Ashley Westbrook is a senior journalism major and staff writer for The Journal

Growing up, I probably wasn’t the only black child that heard the phrase, “Black don’t crack, honey.” Time and time again I was told that we were lucky, because black women don’t get wrinkles. So, I thought I wouldn’t develop wrinkles until I was 100. In the black community, big noses, big lips and thicker thighs are valued and appreciated. As with any culture line, there is a much different definition of beauty for black folks. In this day and age the idea has shifted.

In 2005 African Americans accounted for more than 760,000 cosmetic procedures performed, according to the American Society of Plastic Surgeons. In the years since, cosmetic surgery has increased among blacks at a rate of six to nine percent a year, according to the ASPS. And in 2007 an ethnic plastic surgery office called Cultura Medical Spa opened, targeting minorities in plastic surgery and calling it, “ethnic plastic surgery.”

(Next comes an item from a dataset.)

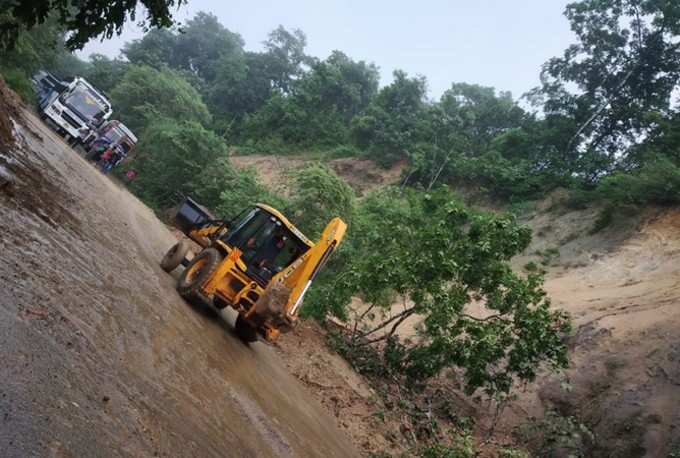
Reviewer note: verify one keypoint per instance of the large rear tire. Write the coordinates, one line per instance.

Lucille Clifton, a black poet, wrote a poem called “Homage to my Hips” and it voices the “Black is beautiful” lessons I’ve learned my entire life. She says, “[These hips] they don’t like to be held back. These hips have never been enslaved; they go where they want to go. They do what they want to do. These hips are mighty hips. These hips are magic hips.” Clifton knew what too few women seem to identify: my hips, my body isn’t ordinary to those around me and I shouldn’t have a problem with that. But if this is true, why is it so prevalent among African Americans to suddenly go under the knife? Look no further than celebrities now. We stalk them daily. Alicia Keys, Tyra Banks, Keyshia Cole and Kelly Rowland all changed their noses. Beautiful black women getting nose jobs to mimic the slender, tiny features of white America. Gabrielle Union updated her lips. In music videos, movies, and even in magazines we see things about curvy women or bodacious bods.

But skinny jeans and tiny waists still seem to rule the glossy world of magazine covers. Do I agree with this shift? In 2009 California Surgical Institute’s blog said their statistics for Hispanics increased by 9 percent, 6 percent for blacks, and Asians come in at 4 percent. A year later in 2010 a woman named Tyra Whittaker said she didn’t like her nose and decided to change it before her wedding. Debra Beasley, a 57-year-old woman, received work done and stated that black women are reluctant to use the resources around them and is happy she did it. I will say I never thought I’d have to fight wrinkles until my 100th birthday by getting Botox or give myself a rounder derriere for Christmas. My face is mine and it is the cards I was dealt. I have a little weight to my bones and the saying goes, “if you don’t like it change it.” But I only applied that to getting in the gym and eating healthier, not getting a consultation by a doctor about a fat-sucking procedure. My mother admits the dark circles under her eyes would be gone if she had a little dough in her pocket.

The aging process? Can’t catch her, shot please! But she drones to me that I am beautiful the way I am and shouldn’t change a thing. Will my self-image change as my age does? Will I lose my self-confidence when I look at my 50-year-old self in the mirror? The constant trend lately is natural. From the earth to our bodie,s every food label shouts “natural.” Organic, another fancy word for natural, is snatched up on the shelves by people looking for a better option. Table and window cleaners have a green label for earth-friendly chemicals. Facial creams have “new technology” involving simple ingredients such as fruits, not beefed up on chemicals.

Yoga classes are stampeded by millions of Americans looking for an inner solution to fixing their stress versus popping pills or paying out of pocket for a solution. So, there is another shift taking place besides the plastic models that we are presented with. That solution is accept what was given, live with it, and just be happy.